Indeed, Harner's accomplishments in his three short years as superintendent are impressive: last spring he worked with the school board to pass a budget allocating $1.2 million annually for the next five years to build new library collections, and most recently he secured more than $400,000 for 418 new computers, says Robbie Van Pelt, the district's media services coordinator.
Harner, who heads 84 schools in South Carolina's largest school district, regularly visits library media centers and attends faculty meetings to explain the importance of weeding old collections. And he recently invited Bob Berkowitz, cocreator of the Big6 approach to teaching, to train all of Greenville's 97 certified librarians. Harner's also a supporter of Keith Curry Lance, whose studies show that student achievement is linked to well-equipped school libraries led by certified media specialists.
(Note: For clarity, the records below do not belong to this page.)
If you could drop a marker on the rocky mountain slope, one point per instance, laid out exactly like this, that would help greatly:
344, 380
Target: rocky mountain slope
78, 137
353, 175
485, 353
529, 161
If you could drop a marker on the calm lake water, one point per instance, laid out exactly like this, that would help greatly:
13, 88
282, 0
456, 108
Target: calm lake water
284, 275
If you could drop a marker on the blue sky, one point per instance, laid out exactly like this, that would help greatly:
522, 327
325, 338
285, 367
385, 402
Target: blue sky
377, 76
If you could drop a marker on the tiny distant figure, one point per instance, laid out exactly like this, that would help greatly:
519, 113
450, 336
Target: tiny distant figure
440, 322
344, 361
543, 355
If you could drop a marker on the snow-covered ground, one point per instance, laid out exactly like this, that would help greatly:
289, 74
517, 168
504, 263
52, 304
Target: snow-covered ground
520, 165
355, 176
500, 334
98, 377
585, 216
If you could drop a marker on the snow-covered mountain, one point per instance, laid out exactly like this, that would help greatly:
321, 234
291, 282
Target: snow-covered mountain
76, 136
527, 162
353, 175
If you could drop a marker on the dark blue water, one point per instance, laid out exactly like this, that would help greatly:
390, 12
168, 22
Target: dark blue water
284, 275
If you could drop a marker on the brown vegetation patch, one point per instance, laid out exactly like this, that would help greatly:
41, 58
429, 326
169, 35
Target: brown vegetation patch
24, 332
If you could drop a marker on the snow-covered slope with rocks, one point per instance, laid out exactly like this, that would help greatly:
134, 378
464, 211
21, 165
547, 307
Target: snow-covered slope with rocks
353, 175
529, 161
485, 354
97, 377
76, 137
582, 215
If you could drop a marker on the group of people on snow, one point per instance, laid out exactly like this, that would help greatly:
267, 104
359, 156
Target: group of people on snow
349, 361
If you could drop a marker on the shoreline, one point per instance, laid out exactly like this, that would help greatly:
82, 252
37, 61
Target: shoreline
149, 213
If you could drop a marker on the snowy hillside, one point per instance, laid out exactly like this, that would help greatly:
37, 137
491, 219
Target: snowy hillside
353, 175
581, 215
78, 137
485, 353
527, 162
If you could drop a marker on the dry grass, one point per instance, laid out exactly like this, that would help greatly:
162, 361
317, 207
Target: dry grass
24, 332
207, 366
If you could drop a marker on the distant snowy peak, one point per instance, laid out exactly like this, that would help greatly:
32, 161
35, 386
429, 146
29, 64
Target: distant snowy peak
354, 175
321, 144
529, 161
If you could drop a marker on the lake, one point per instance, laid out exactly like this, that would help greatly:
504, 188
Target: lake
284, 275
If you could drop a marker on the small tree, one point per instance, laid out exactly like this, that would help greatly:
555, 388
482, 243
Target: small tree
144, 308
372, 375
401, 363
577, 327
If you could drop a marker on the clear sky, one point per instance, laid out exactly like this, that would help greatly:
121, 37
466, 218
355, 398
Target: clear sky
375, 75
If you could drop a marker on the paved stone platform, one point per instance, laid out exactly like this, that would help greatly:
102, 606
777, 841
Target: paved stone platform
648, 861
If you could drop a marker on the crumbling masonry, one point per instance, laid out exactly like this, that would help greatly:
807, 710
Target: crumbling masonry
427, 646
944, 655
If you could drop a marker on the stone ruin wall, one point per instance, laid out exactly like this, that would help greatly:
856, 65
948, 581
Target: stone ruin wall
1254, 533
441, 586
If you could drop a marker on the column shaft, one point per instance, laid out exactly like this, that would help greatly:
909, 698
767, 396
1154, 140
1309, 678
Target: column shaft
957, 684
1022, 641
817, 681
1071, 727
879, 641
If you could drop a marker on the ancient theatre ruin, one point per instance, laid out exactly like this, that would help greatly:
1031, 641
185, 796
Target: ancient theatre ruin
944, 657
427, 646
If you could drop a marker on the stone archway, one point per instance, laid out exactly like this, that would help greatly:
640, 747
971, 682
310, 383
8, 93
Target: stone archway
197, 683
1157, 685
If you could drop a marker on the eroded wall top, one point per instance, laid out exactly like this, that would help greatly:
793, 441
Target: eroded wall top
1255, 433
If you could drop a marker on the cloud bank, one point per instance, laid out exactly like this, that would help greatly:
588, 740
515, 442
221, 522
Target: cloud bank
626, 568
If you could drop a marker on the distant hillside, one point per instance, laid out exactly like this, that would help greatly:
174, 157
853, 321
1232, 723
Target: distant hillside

Harner's career as an administrator got off to a rough start. Many school librarians were up in arms in 2000 when, following a teacher's complaint, he tried to ban Lois Duncan's Killing Mr. Griffin (Laurel-Leaf, 1993), about a student who accidentally killed his teacher. A former infantry officer, Harner says he now understands the formal procedures for handling book complaints and would not interfere with First Amendment rights. "I'm against censorship—intellectual freedom is a constitutionally protected right," he says.